Most of the stuff in Nature expands when heated. And we have some wonderful and exciting demonstrations of this. In some cases some enchanting questions arise
A. The classical ball-and-ring demonstration: We have a metal ring
- brass - and a metal sphere - also brass. At room temperature we show that the ball does not go through the ring. So we say the ring is too small OR the ball is too big! Now we heat the ring and presto - the ball now goes through. We say the ring got bigger OR the hole got bigger! We must UNDERSTAND exactly what is going on here!
B. We now have some metal plates - round ones - square ones -
rectangular ones - and in each is a hole - a tiny tiny hole in
some. Now we heat these plates uniformly - as we could do in
an oven - and we ask: What does the tiny hole do? There are
only three cases: The hole does nothing.
The hole gets smaller.
The hole gets bigger. And I leave it as an enchanting exercise for you all to contemplate! I might give a HINT: The ring which we first used in the ball-and-ring demonstration is really a plate with a big hole! Got it now?
C. We have a metal ring - no need to say EXACTLY CIRCULAR. And
this ring has a diameter of its own stuff. We now heat this ring uniformly - as in the oven of my stove. Question: does the ring preserve its circularity or does it warp? Good question! Suggestion!

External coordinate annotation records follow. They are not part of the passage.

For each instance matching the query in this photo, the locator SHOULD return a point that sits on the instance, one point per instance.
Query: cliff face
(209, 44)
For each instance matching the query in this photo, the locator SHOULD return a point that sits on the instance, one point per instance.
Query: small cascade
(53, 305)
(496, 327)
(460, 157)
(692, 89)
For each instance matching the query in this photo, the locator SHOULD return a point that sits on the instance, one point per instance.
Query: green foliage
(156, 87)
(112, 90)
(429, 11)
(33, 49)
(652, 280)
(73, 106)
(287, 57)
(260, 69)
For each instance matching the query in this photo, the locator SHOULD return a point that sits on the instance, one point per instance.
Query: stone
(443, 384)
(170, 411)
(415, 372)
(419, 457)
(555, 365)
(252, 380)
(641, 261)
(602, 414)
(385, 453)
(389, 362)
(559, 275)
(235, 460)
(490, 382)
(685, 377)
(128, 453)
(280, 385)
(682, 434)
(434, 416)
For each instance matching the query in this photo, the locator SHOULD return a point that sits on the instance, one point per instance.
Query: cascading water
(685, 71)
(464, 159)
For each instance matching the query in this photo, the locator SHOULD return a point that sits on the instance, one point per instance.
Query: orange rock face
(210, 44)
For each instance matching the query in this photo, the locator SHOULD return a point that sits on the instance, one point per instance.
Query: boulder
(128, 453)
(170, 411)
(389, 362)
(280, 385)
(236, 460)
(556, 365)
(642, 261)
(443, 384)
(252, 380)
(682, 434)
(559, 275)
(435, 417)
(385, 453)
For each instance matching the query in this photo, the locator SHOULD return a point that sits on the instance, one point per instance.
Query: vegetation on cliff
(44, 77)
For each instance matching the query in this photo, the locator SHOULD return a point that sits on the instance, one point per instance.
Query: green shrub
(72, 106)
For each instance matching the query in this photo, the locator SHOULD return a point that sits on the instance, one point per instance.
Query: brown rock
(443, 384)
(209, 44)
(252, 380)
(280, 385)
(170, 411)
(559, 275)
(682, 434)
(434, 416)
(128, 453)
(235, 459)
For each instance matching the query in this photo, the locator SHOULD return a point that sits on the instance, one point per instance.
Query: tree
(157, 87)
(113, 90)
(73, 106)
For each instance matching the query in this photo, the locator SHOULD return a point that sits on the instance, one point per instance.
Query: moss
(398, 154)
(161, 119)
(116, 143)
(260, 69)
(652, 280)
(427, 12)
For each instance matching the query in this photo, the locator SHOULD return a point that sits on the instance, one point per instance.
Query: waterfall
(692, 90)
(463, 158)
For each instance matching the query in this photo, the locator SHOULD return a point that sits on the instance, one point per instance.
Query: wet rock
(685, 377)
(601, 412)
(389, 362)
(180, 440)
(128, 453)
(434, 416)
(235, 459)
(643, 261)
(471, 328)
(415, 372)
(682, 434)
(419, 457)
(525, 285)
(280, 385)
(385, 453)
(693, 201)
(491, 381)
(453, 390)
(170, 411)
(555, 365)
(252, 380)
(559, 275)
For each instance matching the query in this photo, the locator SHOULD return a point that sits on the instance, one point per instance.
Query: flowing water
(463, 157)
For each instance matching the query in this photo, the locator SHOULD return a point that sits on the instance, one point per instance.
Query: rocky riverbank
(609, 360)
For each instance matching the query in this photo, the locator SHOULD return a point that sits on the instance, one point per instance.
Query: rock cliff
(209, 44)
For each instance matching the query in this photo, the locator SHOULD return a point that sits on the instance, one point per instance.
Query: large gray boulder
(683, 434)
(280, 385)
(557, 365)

Those of you who think one thing should try to convince those who
think another! This is real intellectual inquiry.
D. A bimetallic strip consists of two metals fixed to each other along
their length. We heat the strip. Let us say one metal is iron -
the other brass. We see the strip bend. Question: does it bend
toward the iron or toward the brass.
A question for mathematical proof: If both strips are of equal thickness d the straight bimetallic strip will bend into a circle
E. We have two rods - both look like glass. One - we say - IS
glass; the other is quartz. We heat these to red-hot in a flame.
NOTE: while heating we see a color in the flame. Color is a
thermometric process. Then we immerse them both in a beaker of
COLD water. The glass shatters. The quartz does not. The quartz
has a very small temperature coefficient of expansion.
F. We introduce an interesting question: Consider one rail of the RR
track between Los Angeles and San Francisco. Let it be 400 miles
long - in one continuous strip. No breaks. Let this rail suffer an
overall change in temperature of - say 25°C. QUESTION: How
much expansion does this 400-mile rail suffer? ANSWER: Nearly
600 feet! Hard to believe but easy to prove:
G. Why does popcorn pop? A kernel of un-popped corn looks dry -
lifeless - inert - dead! But it is not dry! and it is not dead!
When we heat it the very tiny - very minute - bit of water which
is in it EXPANDS enormously - some 1700 times! The forces are
staggering!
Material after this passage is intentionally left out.